後家の疼き
片田舎の農村には若い男の姿がほとんど見当たらない。
農作業は老人とごくわずかな主婦となった今、将来の展望もなく寂れゆくのは目に見えていた。
夜近くなるとほとんど人影はうせ農家に灯されるわずかな明かりが寂しかった。
道村鈴江51歳、昨年夫を出稼ぎ先で亡く今は年老いた舅の正之助とふたり所帯である。
一人娘は埼玉の狭山に嫁がせた昭和40年6月の頃である。
ジャガイモの収穫に追われたこの日も、汗だくの鈴江は夕食を済ませて、もらい風呂へ向かったのは9時を廻っていた。

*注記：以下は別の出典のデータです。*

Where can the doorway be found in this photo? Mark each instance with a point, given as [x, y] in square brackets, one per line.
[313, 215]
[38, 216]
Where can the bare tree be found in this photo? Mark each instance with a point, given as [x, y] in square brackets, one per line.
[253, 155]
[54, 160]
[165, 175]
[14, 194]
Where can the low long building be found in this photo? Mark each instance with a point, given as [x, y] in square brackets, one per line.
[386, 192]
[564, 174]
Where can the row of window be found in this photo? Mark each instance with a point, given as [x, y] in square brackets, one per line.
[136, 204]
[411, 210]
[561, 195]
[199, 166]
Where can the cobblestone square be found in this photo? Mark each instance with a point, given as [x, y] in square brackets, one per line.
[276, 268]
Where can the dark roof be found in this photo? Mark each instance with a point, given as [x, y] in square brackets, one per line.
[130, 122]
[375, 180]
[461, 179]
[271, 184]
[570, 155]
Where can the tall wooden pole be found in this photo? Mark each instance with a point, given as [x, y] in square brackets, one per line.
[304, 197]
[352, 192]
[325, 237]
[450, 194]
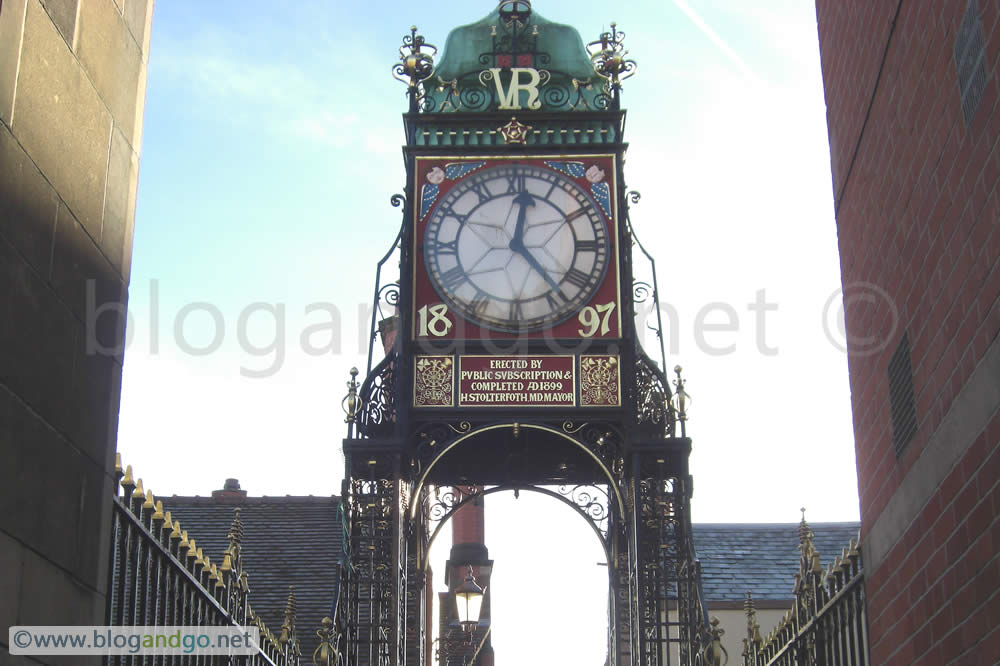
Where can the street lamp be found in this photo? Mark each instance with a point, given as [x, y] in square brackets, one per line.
[469, 598]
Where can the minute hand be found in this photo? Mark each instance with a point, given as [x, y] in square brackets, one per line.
[524, 199]
[523, 251]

細い農道を少し歩けば隣の家はすぐである、ここには40ほどの目の不自由な男と老婆の八重であった。
「こんばんわ、お風呂戴きます」 「ああ、ごゆっくり」八重の声が帰ってきた。
田舎の風呂場は便所と納屋が隣り合わせである。
浴衣姿の鈴江は下駄を鳴らしながら風呂場に向かった。
風呂場の木戸を開けると脱衣場と洗い場が隣り合わせの狭い風呂である、檜造りの浴槽は相当古いものである。
鈴江は換えの下着をハコに入れると浴衣をさらりと脱いだ。
まばゆいほどの白い肌、はちきれそうな尻がわずかな風呂場の明かりで浮かんだ。
洗い場に方膝付いて、桶からかけ湯を流すと肌の脂にはじかれた湯が音を立てて流れた。